Iceberg Painted Red
Published by stephan April 14th, 2005 in artCOPENHAGEN, Denmark - Off the coast of western Greenland, in an area saturated by slow-moving ice floes and white icebergs, the blood red one stands out by design.
“We all have a need to decorate Mother Nature because it belongs to all us,” Chilean-born Danish artist Marco Evaristti said Thursday. “This is my iceberg; it belongs to me.”
On Wednesday, he used 780 gallons of paint diluted with sea water, three fire hoses, two icebreakers and a 20-man crew to spray the chunk of ice floating in the water.
The sea water was colored with the same dye used to highlight meat, Evaristti told The Associated Press in a telephone interview from Ilullissat, Greenland.
Evaristti and his crew sailed from the small town and zigzagged among icebergs for about 30 minutes before they found the perfect frozen canvas.
Facing temperatures of minus 9 degrees, it took about two hours for the 40-year-old artist to paint the exposed tip of the iceberg, which was about 1,080 square yards in size.
Ilullissat, which means icebergs in Greenlandic, is a tourist destination because of its scenery.
The town of 4,000 residents sits at the mouth of the 25 mile-long Kangia fjord which is filled with hundreds of icebergs of different sizes spawned by glacial ice sheets.

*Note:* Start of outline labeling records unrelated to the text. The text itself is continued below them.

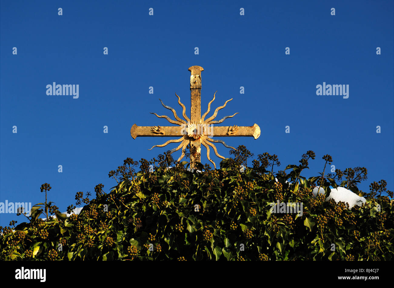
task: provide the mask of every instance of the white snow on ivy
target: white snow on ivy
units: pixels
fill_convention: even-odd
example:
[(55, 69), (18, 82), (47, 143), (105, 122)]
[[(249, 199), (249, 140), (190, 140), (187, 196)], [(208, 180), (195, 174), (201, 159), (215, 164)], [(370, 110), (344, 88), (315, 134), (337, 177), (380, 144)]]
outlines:
[[(316, 197), (318, 187), (315, 187), (312, 192), (315, 197)], [(319, 194), (324, 194), (324, 189), (321, 187), (319, 190)], [(361, 206), (366, 201), (364, 197), (361, 197), (343, 187), (338, 187), (336, 189), (331, 188), (330, 196), (326, 198), (325, 200), (328, 201), (331, 199), (333, 199), (337, 203), (339, 201), (342, 201), (345, 203), (347, 202), (349, 203), (349, 208), (351, 208), (355, 205)]]

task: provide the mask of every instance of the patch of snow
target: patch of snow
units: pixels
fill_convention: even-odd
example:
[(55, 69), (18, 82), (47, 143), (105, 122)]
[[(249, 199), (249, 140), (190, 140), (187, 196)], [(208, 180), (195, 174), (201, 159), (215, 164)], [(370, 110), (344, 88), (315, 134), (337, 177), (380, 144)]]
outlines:
[(78, 215), (81, 213), (81, 210), (82, 209), (84, 208), (83, 207), (77, 207), (75, 209), (73, 209), (72, 211), (74, 211), (74, 213), (72, 213), (71, 214), (69, 214), (67, 212), (63, 212), (63, 214), (66, 214), (67, 217), (70, 217), (71, 215), (71, 214), (77, 214)]
[[(68, 213), (67, 213), (67, 211), (65, 212), (63, 212), (63, 214), (65, 214), (66, 215), (67, 215), (67, 217), (70, 217), (70, 216), (71, 216), (71, 214), (77, 214), (77, 215), (79, 214), (80, 213), (81, 213), (81, 210), (82, 210), (82, 209), (83, 208), (84, 208), (84, 207), (77, 207), (75, 209), (74, 209), (73, 210), (73, 211), (74, 211), (74, 213), (72, 213), (71, 214), (69, 214)], [(54, 218), (56, 218), (55, 217), (55, 215), (51, 215), (51, 216), (52, 216), (52, 217), (54, 217)], [(46, 218), (41, 218), (41, 219), (43, 219), (43, 220), (46, 220)]]
[[(317, 187), (315, 187), (312, 191), (313, 196), (315, 197), (318, 194), (318, 189)], [(324, 189), (321, 187), (319, 190), (319, 194), (324, 194), (325, 193)], [(361, 206), (366, 201), (364, 197), (359, 196), (356, 193), (343, 187), (331, 189), (330, 196), (326, 198), (325, 201), (328, 201), (331, 199), (333, 199), (337, 203), (339, 201), (342, 201), (345, 203), (347, 202), (349, 203), (349, 208), (352, 208), (355, 205)]]

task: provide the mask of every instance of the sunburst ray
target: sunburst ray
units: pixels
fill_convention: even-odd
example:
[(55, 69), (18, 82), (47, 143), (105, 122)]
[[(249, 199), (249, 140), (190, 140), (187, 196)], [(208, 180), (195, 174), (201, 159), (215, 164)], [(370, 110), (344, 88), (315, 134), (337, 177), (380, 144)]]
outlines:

There was no immediate reaction from Greenland authorities about the art work. Greenlanders are generally very protective about their unspoiled environment.
Evaristti drew widespread attention - and disdain - when he displayed 10 working blenders filled with goldfish in a Danish gallery in 2000.

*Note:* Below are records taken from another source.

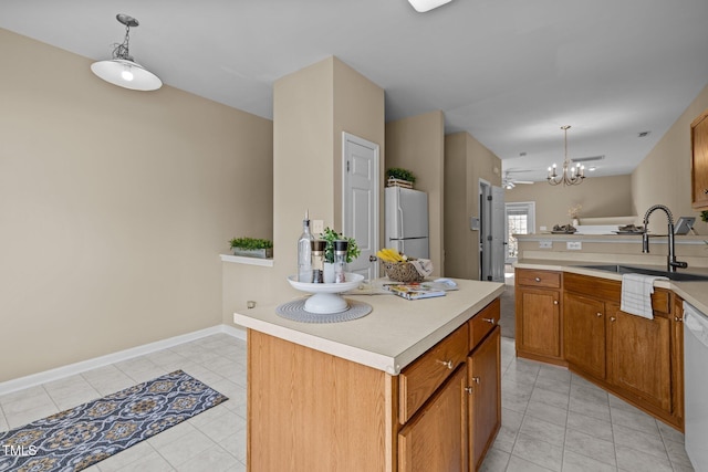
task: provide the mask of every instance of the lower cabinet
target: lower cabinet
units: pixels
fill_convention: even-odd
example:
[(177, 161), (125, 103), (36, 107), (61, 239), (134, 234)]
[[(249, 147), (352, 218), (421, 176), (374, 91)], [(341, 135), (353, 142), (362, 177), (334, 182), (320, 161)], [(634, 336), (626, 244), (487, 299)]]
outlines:
[(398, 432), (400, 472), (467, 471), (466, 366)]
[(479, 470), (501, 424), (499, 315), (497, 298), (399, 375), (249, 329), (248, 470)]
[(501, 328), (491, 334), (467, 358), (470, 470), (481, 466), (501, 427)]
[[(441, 355), (435, 348), (416, 360), (400, 375), (400, 419), (406, 418), (406, 402), (421, 403), (398, 432), (399, 471), (478, 471), (501, 427), (501, 328), (499, 300), (490, 303), (465, 326), (440, 345), (459, 346), (459, 336), (468, 329), (465, 344), (467, 361), (456, 364), (459, 347)], [(467, 332), (466, 332), (467, 333)], [(435, 353), (431, 356), (431, 354)], [(410, 376), (423, 365), (455, 369), (447, 380), (428, 397), (412, 396), (425, 377)], [(451, 363), (451, 364), (449, 364)], [(403, 423), (403, 421), (402, 421)]]
[(620, 310), (618, 281), (566, 273), (563, 285), (569, 368), (681, 430), (677, 333), (683, 328), (674, 295), (657, 289), (654, 318), (648, 319)]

He invited guests to turn the devices on and someone did, grinding up a pair of goldfish.
The gallery director was tried on charges of animal cruelty, but acquitted.

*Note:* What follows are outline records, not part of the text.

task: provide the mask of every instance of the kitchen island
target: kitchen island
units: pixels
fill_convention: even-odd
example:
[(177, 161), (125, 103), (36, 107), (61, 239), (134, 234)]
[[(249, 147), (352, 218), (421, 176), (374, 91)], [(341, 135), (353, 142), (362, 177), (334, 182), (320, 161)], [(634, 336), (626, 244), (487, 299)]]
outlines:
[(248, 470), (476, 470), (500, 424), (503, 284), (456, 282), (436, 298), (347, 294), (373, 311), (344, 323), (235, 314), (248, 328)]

text from CBS news, emphasis mine
another work by the same artist
Behind the line of fire
Marco Evaristti, who is of Jewish origin, is given a blow job by a muslim woman. A picture which displays loudly and clearly the artist’s political understanding. Political understanding is in fact just as important as the æsthetic dimension in the creation of a finished work of art. Evaristti believes that every work of art has its basis in politics, even when it does not have a direct political message.